Le rouble est-il pour autant une monnaie forte ? "Absolument pas, répond Julien Vercueil de l’INALCO. Celui-ci n’est soutenu que grâce aux mesures de contrôles des capitaux et aux exportations d’hydrocarbures, et uniquement grâce à ces deux éléments." L’un des deux vient à manquer, et c’est le cours du rouble qui s’effondre.
L’embargo européen sur le pétrole russe, actuellement discuté entre les Etats membres de l’Union européenne, pourrait ainsi faire dérailler cette mécanique et fragiliser le cours du rouble. "Les Russes recevraient moins d’euros et de dollars de leurs exportations de pétrole ce qui diminuerait progressivement la valeur du rouble", souligne Christophe Boucher de l’université de Paris Nanterre.
Cet équilibre artificiel camoufle ainsi une réalité économique bien plus pessimiste. Les sanctions européennes, telles que l’exclusion du système interbancaire Swift, ont entraîné une baisse certaine des importations de biens occidentaux en Russie. A titre d’exemple, l’Union européenne a interdit le 15 mars dernier l’exportation vers la Russie de ses berlines de luxe, champagne, bijoux et autres articles haut de gamme prisés par les élites.

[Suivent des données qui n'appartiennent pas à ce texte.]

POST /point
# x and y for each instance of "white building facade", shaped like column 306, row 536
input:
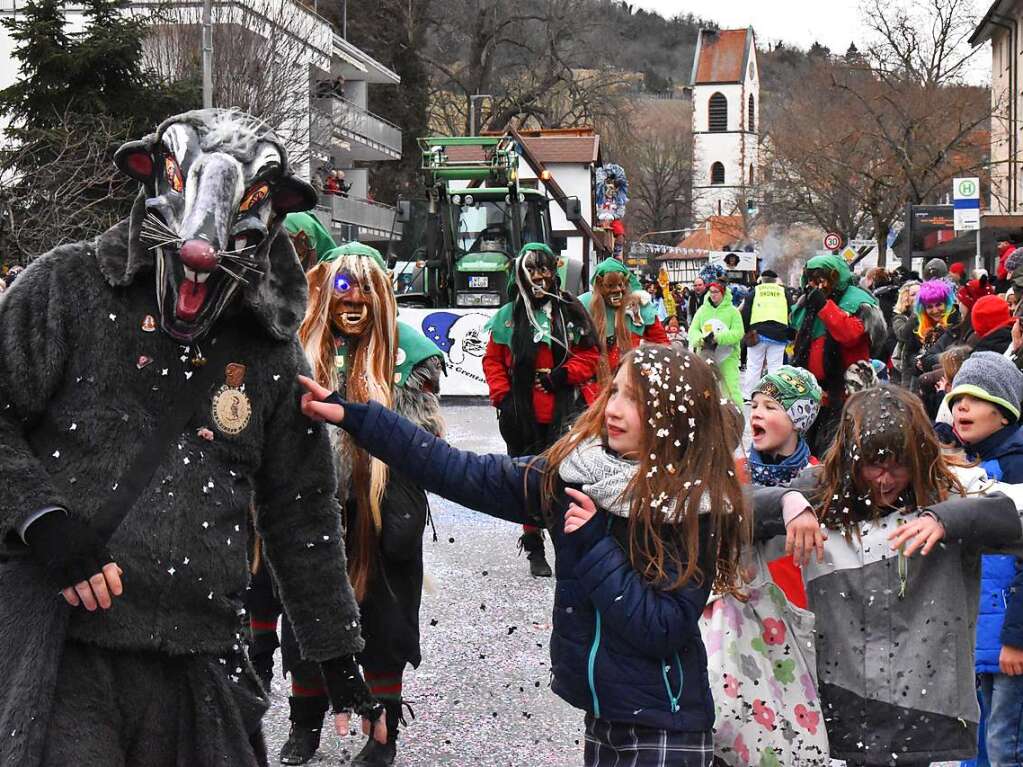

Les répercussions économiques de la guerre vont bien au-delà de la trentaine d’oligarques concernés par les sanctions européennes. "Ce sont les classes à faible revenu et les classes moyennes qui subissent le plus la hausse de l’indice des prix à la consommation ou les pénuries de certains biens du quotidien", indique Anna Creti de l’université Paris Dauphine. L’inflation, qui ne cesse de croître depuis le début du conflit, était ainsi de 17,6% (contre 16,7% en mars), et devrait augmenter au cours des prochains mois pour atteindre un total de 18 à 23% en 2022 selon les prévisions de la BCR.